David Byrne review, Eventim Apollo, London: The most meticulous production you’d ever hope to see
Via The Independent
Photo: Rich Fury/Getty Images for Coachella
By Jeremy Allen
It was David Byrne’s perfectionism that killed off Talking Heads.
His bandmates were apparently keen to hit the road again after touring in support of Speaking In Tongues, but Byrne wouldn’t budge unless they could in some way top the success of that tour, immortalised in 1984’s Stop Making Sense. Widely regarded as the greatest concert film ever made, the bar they’d set for themselves was too high, and the tensions eventually broke up the band.
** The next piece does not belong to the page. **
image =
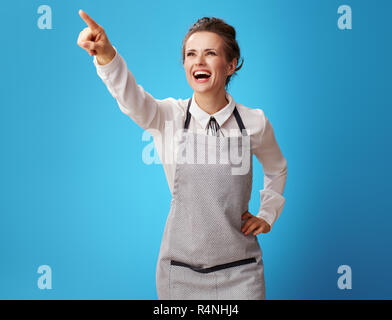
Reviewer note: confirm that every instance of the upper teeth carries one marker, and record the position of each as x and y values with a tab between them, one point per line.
202	72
You might have thought such overarching ambition would dissipate with age or would come to be regarded as the folly of youth. And yet, at 66 years of age, Byrne hasn’t given up on completely reinventing the way music is presented. In support of his first solo record in 16 years, the American Utopia tour is one of the most mind-blowingly meticulous and awe-inspiring productions you could ever hope to see. This writer is of a vintage where the days of seeing a show that competes with his favourites were thought to be long gone, and yet this is up there.
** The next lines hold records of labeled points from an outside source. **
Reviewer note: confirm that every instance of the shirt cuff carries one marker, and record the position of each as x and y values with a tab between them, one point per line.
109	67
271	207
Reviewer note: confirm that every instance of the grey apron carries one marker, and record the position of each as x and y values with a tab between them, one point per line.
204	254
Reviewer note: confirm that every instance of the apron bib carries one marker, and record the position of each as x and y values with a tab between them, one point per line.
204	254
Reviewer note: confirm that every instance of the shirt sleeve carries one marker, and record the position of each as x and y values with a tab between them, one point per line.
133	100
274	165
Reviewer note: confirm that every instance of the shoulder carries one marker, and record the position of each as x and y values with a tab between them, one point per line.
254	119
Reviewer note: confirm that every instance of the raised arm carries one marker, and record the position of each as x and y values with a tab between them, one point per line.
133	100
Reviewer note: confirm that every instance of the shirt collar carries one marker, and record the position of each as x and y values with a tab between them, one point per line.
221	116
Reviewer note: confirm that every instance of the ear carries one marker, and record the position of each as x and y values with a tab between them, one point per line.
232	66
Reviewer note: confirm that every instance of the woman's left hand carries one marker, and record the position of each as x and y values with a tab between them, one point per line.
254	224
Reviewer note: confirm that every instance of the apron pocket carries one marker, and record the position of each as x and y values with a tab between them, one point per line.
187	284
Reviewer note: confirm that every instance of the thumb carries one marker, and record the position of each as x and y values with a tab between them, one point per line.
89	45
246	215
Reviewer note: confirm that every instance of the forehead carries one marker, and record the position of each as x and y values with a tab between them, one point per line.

To attempt to relay the details is almost a folly in itself, but one must try. Byrne commences at a table and sings to a brain on "Here". Other players begin to emerge upon a mise-en-scène that’s Brechtian in its minimalism, and the more they appear, the more the excitement builds. A lustrous "Lazy" gives way to a pulsating "I Zimbra", and the whole spectacle is suddenly one of such overwhelming exuberance that I feel myself well up.
The fastidiously choreographed musicians and singers frantically traverse the stage, performing with passion despite the demands of verticality. Byrne subjects himself to these rigours too. He shimmies one way, waves his arms around the other and then crouches down and gives his knees a good workout (all the while singing with a mic strapped to his left cheek). On "This Must Be The Place", his crew mosey back and forth in synchronised lines turning the stage into a catwalk; on the punchy "Blind", Byrne and his acolytes turn themselves into living shadow puppets.
The pounding percussion; the unadulterated joy and the sheer audacity: these save the show from erring into the realms of musical theatre. It’s a gig, but not as we know it. It might have taken more than 30 years, but Byrne has somehow made Stop Making Sense look ordinary. Perfection.